Fantasy Articles
The Reds will be looking to capture back to back NL Central flags, and they certainly look to be favorite to do so.  The offense is potent, and the pitching, while not featuring an upper tier fantasy ace, is more than competent and has some very talented young arms with upside.

As always, stars and dependable guys like Joey Votto, Brandon Phillips and Jay Bruce really shouldn’t need much in the way of fantasy introduction or highlighting.  Instead we’ll focus on the guys with upside, downside, questions or who might be value plays.

Here are 10 to watch in 2013.

Shin-Soo Choo (OF): Choo has age and trying to learn a new league going against him.  However there are a number of pluses including getting to hit in a offense friendly ballpark and having more offensive production behind him than he’s ever had.  Can he be a 20-20 player again?  That remains to be seen, but I think it’s not a bad bet.
Choo avoids the inside pitch
Photo by Keith Allision, used under creative commons license.

Todd Frazier (1B/3B): Frazier just needed playing time and he got it last year when Joey Votto got injured.  Good contact rate should support his average and his solid power should assure that the home runs and RBIs keep on coming.  The only area that looks concerning was last year's 45% flyball rate.  That will probably correct somewhat, but he’s going into his age 27 season and growth will probably stem any regression.  Twenty to 25 home runs is probably realistic.

Zack Cozart (SS): Cozart has power, he has speed and he plays excellent defense.  However he deserves to be low on your draft list at the position, because most of his value from last year had to do with being batted leadoff or second.  His batting average and on-base percentage didn’t support that decision and the acquisition of Shin-Soo Choo will relegate Cozart to the very bottom of the order.  At least it might boost his pitiful RBI totals.  Still I’d knock him down a full tier at least.

Mat Latos (SP): Latos moved from spacious PETCO Park to one of the best hitters' parks in the game and didn’t lose anything in terms of ERA and WHIP.  That bodes well for the 25 year old who has plenty of upside as he moves into his fourth full season as a starter.  There were a few minor setbacks, including a minutely depressed strikeout rate, but that's a mere bump in the road on Latos’ rising star.

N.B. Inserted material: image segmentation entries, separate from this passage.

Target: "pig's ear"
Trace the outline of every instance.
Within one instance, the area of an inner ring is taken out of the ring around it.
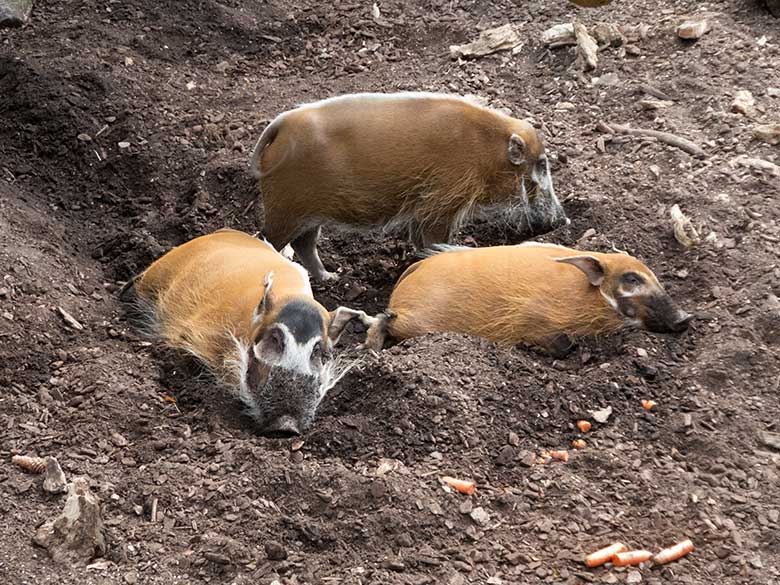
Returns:
[[[519,134],[512,134],[509,137],[509,148],[507,150],[509,162],[513,165],[524,165],[527,162],[528,146]]]
[[[268,311],[271,310],[272,302],[271,302],[271,286],[274,283],[274,273],[269,272],[265,275],[265,281],[264,281],[264,288],[263,288],[263,296],[260,299],[260,302],[257,303],[257,306],[255,307],[255,313],[252,315],[252,325],[257,326],[260,324],[260,321],[263,320],[263,315],[265,315]]]
[[[601,286],[601,283],[604,282],[604,275],[606,272],[604,270],[604,265],[601,263],[601,260],[595,256],[567,256],[564,258],[555,258],[555,261],[576,266],[585,273],[585,276],[588,277],[588,282],[593,286]]]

Homer Bailey (SP): Bailey’s second half last year provides some optimism that he could be a breakout candidate this year, but it’s hardly a lock considering Bailey’s history with shoulder problems.  Still that second half 8-4, 3.12 ERA and 1.14 WHIP are very enticing and could portend of things to come.  He’s certainly in the portion of his career when pitchers often take steps forward.  That said, it’s a tough thing to make projections based on a half season worth of numbers, and he’s having an ugly spring training which is pretty much in line with his cactus league starts of the past.  Split the difference between last year and 2011 in your projections and hope for more.

Johnny Cueto (SP): Cueto took a big step forward last year despite an ERA worse than the one he posted in 2011.  The biggest increase came in strikeout rates where he moved up by a full strikeout per inning to just over seven per nine innings pitched.  That may not sound like a ton, but at his age it could be a portent that he’s finally harnessing some of the potential to strike out batters that he’s always had.  Matching the 19 wins of last year might be tough, but a slight uptick in strikeouts could be coming.

Aroldis Chapman (CL): The plan to move Chapman to the rotation sputtered and died in the last few weeks and Chapman is headed back to the bullpen.  Hard to say if that’s good news or bad news overall, but it returns one of baseball’s best closers to the pen.  Odds are he won’t be as good as last year, but he’ll still dominate.

Devin Mesoraco (C): Mesoraco has made a case that he should be the everyday starting catcher in spring training where he has hit .361 with a pair of homers, but he’s likely either headed to the backup role or down to AAA to work on his hitting against righties (he hit .183 against them and .308 against lefties last year).  However he’s the offensive star (and thus the fantasy star) among Cincinnati’s catchers.  Except in deeper leagues he’s probably not worth drafting unless he has the everyday job or you can afford to platoon him, but with some time in AAA to work out some of the rough spots, he could be a nice in season pick up.

Ryan Ludwick (OF):
Ludwick took advantage of a increased home run/fly ball rate to post his best home run total since 2008, but a lot of that may have been the product of playing at Great American Ball Park, where he hit 16 of his 26 home runs .  What might be worth noticing is that he hit those home runs in just 422 ABs (220 at GAB).  Since he’ll see regular playing time this year and could get 550 ABs, even if his home run/fly ball rate regresses back to his norm I’d expect at least 20 home runs.

Billy Hamilton (OF): No fantasy preview of the Reds would be complete without discussing Hamilton, the fastest man in baseball.  While there is definitely some chance of Hamilton making a fantasy impact this season, the most likely scenario is as a September call up.  He looked overmatched this spring, and is being reassigned to the minors, likely to AAA, to see if he can hit against upper tier minor league arms.